Progressives, led by President Obama, continue to push for an increase in the government-mandated minimum wage. They want employers to be forced to pay a “living wage.” Dr. Roy Cordato, John Locke Foundation vice president for research and resident scholar, finds flaws in their thinking. I talked with Roy about the flawed economics behind progressives’ thinking in a recent Carolina Journal Radio. In the interview, I also asked Roy about critics’ claims that workers need to be paid “fairly.”
Martinez: Roy, what seems to underpin a lot of the progressive argument for this kind of thing — the transfer — is the word “fairness.”
Martinez: Market economies are criticized routinely because they are not “fair.”
Martinez: Talk about the issue of market economics and fairness.

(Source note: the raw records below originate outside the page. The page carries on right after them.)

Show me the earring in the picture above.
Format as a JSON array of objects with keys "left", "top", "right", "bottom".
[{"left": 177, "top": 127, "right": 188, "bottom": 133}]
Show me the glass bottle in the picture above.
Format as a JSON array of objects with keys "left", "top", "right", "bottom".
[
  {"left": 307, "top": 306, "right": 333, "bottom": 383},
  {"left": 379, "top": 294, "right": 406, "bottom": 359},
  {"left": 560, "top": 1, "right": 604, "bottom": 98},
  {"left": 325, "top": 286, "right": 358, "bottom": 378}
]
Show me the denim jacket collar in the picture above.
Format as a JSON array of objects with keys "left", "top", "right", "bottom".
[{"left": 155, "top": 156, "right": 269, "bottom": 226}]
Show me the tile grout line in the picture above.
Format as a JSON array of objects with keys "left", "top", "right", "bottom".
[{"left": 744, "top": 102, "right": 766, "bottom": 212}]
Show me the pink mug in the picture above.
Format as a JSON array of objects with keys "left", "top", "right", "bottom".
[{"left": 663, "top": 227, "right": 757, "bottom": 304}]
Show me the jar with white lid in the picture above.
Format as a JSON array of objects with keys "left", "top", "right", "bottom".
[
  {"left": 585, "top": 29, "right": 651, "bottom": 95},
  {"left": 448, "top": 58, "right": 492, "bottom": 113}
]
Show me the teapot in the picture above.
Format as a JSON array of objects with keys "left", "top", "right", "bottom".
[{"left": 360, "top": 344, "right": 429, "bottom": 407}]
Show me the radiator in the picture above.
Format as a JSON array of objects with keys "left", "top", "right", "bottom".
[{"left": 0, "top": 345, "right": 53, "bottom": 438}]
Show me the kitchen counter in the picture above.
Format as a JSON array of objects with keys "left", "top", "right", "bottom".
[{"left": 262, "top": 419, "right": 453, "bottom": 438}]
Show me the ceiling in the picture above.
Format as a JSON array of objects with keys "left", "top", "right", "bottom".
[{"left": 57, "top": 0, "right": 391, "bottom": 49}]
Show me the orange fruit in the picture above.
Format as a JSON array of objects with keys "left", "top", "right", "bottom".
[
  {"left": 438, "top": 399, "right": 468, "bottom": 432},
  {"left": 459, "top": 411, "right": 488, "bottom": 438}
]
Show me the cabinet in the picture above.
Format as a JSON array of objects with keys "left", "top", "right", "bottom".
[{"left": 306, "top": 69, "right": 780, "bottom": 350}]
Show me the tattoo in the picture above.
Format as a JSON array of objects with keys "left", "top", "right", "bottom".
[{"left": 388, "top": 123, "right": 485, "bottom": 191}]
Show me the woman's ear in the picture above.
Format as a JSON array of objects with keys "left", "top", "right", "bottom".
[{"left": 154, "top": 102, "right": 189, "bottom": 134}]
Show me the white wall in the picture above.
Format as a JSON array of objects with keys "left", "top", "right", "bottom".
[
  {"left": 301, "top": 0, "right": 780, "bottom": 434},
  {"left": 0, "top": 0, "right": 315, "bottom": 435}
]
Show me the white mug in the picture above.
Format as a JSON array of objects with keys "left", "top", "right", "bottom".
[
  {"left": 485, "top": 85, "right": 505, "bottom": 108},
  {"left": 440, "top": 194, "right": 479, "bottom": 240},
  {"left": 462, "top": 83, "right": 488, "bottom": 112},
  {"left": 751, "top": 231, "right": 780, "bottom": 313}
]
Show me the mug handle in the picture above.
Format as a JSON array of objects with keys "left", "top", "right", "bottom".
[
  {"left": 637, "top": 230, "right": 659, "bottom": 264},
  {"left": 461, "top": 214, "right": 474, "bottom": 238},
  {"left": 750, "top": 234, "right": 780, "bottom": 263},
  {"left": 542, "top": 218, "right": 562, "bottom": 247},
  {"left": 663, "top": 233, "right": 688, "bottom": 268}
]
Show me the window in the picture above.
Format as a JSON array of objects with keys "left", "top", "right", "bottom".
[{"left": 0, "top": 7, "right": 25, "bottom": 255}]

Do the two go together, or are they just simply not — is it not possible to have fairness in a market economy?
Cordato: Of course, it depends on what you mean by “fairness.” And I would argue, coming from someone who believes that what is fair is that people have a right to keep what they earn, that they should be able to enjoy the fruits of their labor. … That is actually in the North Carolina Constitution, that phrase — Article 1, Section 1 of the North Carolina Constitution. So if what you believe is that it’s fair for people to keep as much of their income as possible, then we shift the entire conversation about fairness.
That [progressive] notion of fairness is really, I would argue, a Marxian notion of fairness, an egalitarian notion of fairness. What is fair is that no one should have more than somebody else. Of course in a market economy, what people have is constantly being changed because it’s an economy based on exchange, on trade. And it’s also based on people getting for themselves to the extent that they satisfy the needs of others.
It’s a very outward-looking system because no one can get rich unless they’ve made someone else better off. And all the great people, all the really rich people, the Bill Gates of the world, how have they gotten all of their wealth? Well, they’ve gotten it by making other people better off. To me, that is a very sound notion of fairness, and I would put that notion of fairness up against the notion that the economy has to be — or that everyone in the economy has to have equal incomes, which is really the notion that drives that.
Martinez: If we want to make sure that everyone has as much opportunity as possible, to pursue whatever they want to pursue, to do whatever they want to do, in terms of economics, what types of policies do we need to implement? What principles do we need to govern by?
Cordato: We need to make sure that property rights are secure, that people can indeed keep as much of their income as possible. … What a minimum wage does, for example, is it forces an exchange ratio, a price, in the marketplace that wouldn’t occur otherwise.
What you would have to do is allow people to freely make contracts based on their skills. That will, I think, bring about fairness to the extent possible. What we have seen is a situation where many policies that have been put forth actually exacerbate [un]fairness, actually no matter how you look at it.
Bottom line: free markets will lead more people out of poverty than a government mandate ever will.